Jenny calculates that over the last decade she has spent close to GBP100,000 on looking after the colonies, as well as on the cost of shipping the 36 cats over here.

She explained, “I had free accommodation with my job and the wages over there are good, so I just spent every penny I had left over to make sure that the cats were ok. In fact I am still sending money over there now.

“I first moved to Qatar in 2010 to do teaching but it took me a year before I realised just how bad the problem is there.

“I had seen cats hanging around but didn’t think much of it, after all you get that when you go on holiday to Europe.

“But then I began to see the extent of it, so when a friend asked me to feed some cats in the car park on my old apartment complex, I had to do it.

“I met this little starving kitten, who I named Millie, and just had to take her in – she was so helpless and in need of love. That was just the start.”

She added, “It wasn’t just me – there were a number of people who all helped with trapping and neutering the cats. A friend of mine went back to the Philippines with 11 of them.

“We managed to rehome some, but the ones I have brought to the UK are left from the colonies I have been feeding and looking after over the years.”

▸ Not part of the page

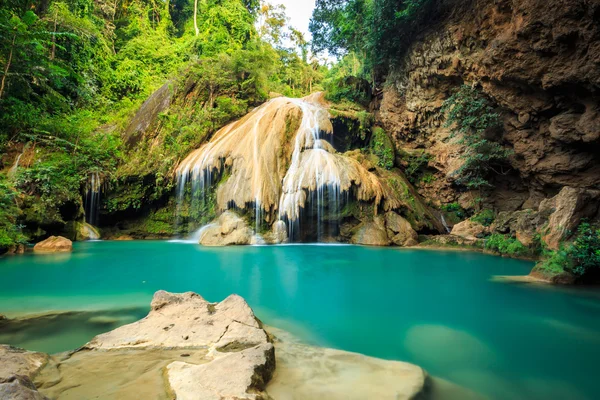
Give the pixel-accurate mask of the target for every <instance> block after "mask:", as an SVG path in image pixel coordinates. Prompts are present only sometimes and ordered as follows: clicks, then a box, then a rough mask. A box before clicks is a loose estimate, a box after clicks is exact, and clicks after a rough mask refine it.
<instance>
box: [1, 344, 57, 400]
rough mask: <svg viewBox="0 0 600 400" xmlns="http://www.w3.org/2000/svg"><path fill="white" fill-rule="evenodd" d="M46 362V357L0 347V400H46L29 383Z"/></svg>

Planning her return home, Jenny put her house in Marple on sale to use the proceeds to buy a house in Scotland, with more land, so that she can look after the cats herself.

“I am taking them all in for now, but will look to rehouse some of them if the right owners come along,” she said.

Coronavirus lockdown put a spanner in the works when the sale of her house fell through in March, just after she returned to the UK.

Thankfully she was able to find a new buyer, and she is now waiting for the house in Scotland to complete, and the last of the felines to be flown over, before making her way to her new home.

“I have flown 30 here so far – although one got put in quarantine down near Heathrow because they can’t find her microchip,” she explained. “The other six will be coming in October.

“Eight of them are at Mad Catters Sanctuary in Wales – my friend Melda Ozel is looking after them while I wait for the house sale. The others are with one of my sons.

“My house completes later this month so I am currently sleeping on the floor in an empty house together with 11 of the cats.”

Jenny admits that her actions have prompted criticism from some, but she is determined to give the kitties the life they deserve.

She said, “I have had some criticism for what I am doing – some people say that we have enough of a problem with strays over here.

“But there is nothing compared to the horrendous conditions that they have over there – the abuse, sickness, it is awful.”

“There is a lot of breeding and importing of exotic animals in Qatar, but there is no regulation”, Jenny added. “Cats often get bought because they look cute as kittens but then owners get bored and they end up on the street.

“There are loads of Russian Blues all with matted fur and various injuries, it’s awful. Then the likes of us are left to mop up the casualties.”